The first equation will start on (0,4). The slope says to move one unit to the right and one unit down to the point (1, 3). When you draw this line it will be a solid line. Substitute (0, 0) into the original inequality 0 + 0 ≥ 4, 0 ≥ 4 False. So the shading is up and to the right. The shading area does not include the test point (0, 0).

The second equation (on the same graph) will start at (0, 2). The slope says to move one unit to the right and one unit up to the point (1,3) (intersecting with the first equation at this point). When you draw this line it will be a broken line. Substitute (0, 0) into the original inequality 0 - 0 < -2, 0 < -2 False. So shading is up and to the left. The shading does not include the test point (0, 0).

The intersection of the two inequalities is where the two shadings cross each other, which is up and to the right of the first equation and up and to the left of the second equation. Put some extra lines or shading to show the Solution.

Problem No. 14 – Graph the system of inequalities below.

y ≥ (1/4)x + 4 y ≤ (1/4)x - 3

y = (1/4)x + 4 y = (1/4)x - 3 Graph the equality first.

m = 1/4, b = 4 (0,4) m = 1/4, b = -3 (0, -3)

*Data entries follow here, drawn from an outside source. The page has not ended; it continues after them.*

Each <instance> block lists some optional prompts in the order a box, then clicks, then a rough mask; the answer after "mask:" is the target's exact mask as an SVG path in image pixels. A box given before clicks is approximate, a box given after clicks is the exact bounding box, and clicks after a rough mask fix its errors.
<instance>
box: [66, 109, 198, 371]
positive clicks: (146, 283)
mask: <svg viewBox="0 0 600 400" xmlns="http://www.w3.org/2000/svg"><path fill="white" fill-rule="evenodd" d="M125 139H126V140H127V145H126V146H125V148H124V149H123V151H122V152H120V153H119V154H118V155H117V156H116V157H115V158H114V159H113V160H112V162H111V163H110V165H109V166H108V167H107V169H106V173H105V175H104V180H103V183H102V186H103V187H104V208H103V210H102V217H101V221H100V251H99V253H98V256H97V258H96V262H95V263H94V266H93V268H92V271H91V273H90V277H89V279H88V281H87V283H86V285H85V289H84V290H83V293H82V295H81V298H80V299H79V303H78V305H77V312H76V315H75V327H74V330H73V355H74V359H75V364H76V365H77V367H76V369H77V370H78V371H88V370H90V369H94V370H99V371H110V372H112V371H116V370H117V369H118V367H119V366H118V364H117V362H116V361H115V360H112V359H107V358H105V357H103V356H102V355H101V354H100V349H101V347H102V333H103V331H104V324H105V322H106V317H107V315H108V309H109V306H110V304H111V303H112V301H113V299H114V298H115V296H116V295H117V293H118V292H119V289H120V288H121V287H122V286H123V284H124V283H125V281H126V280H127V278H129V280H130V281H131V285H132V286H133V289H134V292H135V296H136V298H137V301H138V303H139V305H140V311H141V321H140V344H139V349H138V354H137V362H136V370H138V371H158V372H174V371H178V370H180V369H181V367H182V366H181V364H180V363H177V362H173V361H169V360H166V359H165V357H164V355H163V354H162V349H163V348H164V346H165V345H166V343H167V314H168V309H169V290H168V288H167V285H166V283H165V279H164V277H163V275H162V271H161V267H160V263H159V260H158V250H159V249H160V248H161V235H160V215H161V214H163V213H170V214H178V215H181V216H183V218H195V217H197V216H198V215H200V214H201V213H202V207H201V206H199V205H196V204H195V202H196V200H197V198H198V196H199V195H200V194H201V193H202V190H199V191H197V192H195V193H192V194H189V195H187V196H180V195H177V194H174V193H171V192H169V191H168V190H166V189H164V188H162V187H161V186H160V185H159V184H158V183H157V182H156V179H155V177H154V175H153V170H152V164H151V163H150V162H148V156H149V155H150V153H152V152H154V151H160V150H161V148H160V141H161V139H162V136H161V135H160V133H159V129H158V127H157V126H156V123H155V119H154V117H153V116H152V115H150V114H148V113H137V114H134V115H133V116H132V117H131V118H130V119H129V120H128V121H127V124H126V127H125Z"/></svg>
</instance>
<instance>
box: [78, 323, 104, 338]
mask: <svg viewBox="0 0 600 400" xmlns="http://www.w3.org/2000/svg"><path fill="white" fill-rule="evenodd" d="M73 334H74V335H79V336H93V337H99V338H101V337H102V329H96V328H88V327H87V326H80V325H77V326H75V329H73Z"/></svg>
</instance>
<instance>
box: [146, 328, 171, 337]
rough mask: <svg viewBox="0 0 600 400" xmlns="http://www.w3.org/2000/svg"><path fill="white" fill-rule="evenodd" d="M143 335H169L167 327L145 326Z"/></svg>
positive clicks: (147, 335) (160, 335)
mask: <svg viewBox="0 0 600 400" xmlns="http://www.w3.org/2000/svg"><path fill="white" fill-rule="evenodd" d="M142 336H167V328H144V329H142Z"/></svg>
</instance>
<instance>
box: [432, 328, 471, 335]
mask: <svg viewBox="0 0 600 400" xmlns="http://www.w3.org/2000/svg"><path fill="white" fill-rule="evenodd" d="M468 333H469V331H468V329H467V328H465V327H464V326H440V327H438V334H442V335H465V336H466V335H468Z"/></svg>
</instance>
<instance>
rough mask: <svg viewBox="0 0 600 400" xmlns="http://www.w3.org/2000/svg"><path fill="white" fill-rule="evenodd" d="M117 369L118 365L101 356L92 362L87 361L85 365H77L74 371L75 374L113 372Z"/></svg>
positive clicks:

The two lines will be parallel when graphed. The slopes are the same. The first equation will be graphed with the y-intercept at (0, 4). The slope says to go four units to the right and one unit up and you land on the point (4, 5). When you draw this line it will be solid. Substitute (0, 0) into the original inequality. A false statement is produced, so you shade up and to the left (the region without the point (0, 0)).

The second equation will be graphed with the y-intercept at (0, -3). The slope says to go four units to the right and one unit up and you land on the point (4, -2). When you draw this line it will be solid. Substitute (0, 0) into the original inequality. A false statement is produced, so you shade down and to the right (the region without the point (0, 0)).

After you have shaded the correct regions, you will notice that there is no cross-shading. One region is shaded up and to the left and the other is shaded down and to the right. No points are common to both inequalities.

Problem No. 25 – Graph the system of inequalities below.

y > x y ≤ 3

y = x y = 3 Graph the equality first.

m = 1/1, b = 0 (0, 0) (0, 3)

The first equation will be graphed with the y-intercept at (0, 0). The slope says to one unit to the right and one unit up and you land on the point (1,1). You will notice when you connect the two points and extend the line it will run through the middle of quadrants 1 & 3. You can’t substitute (0, 0) into the original inequality, because the line runs through that point.

So substitute the point (0, 1) into the original inequality. A true statement is produced, so you shade up and to the right of the broken line you just drew.

The second equation will be graphed with a point at (0, 3). A solid horizontal line is drawn through this point. Substitute (0, 0) into the original inequality and true statement is produced, so you shade down from the horizontal line you just drew.

The intersection of the two inequalities is down from the horizontal line and to the left of the first inequality.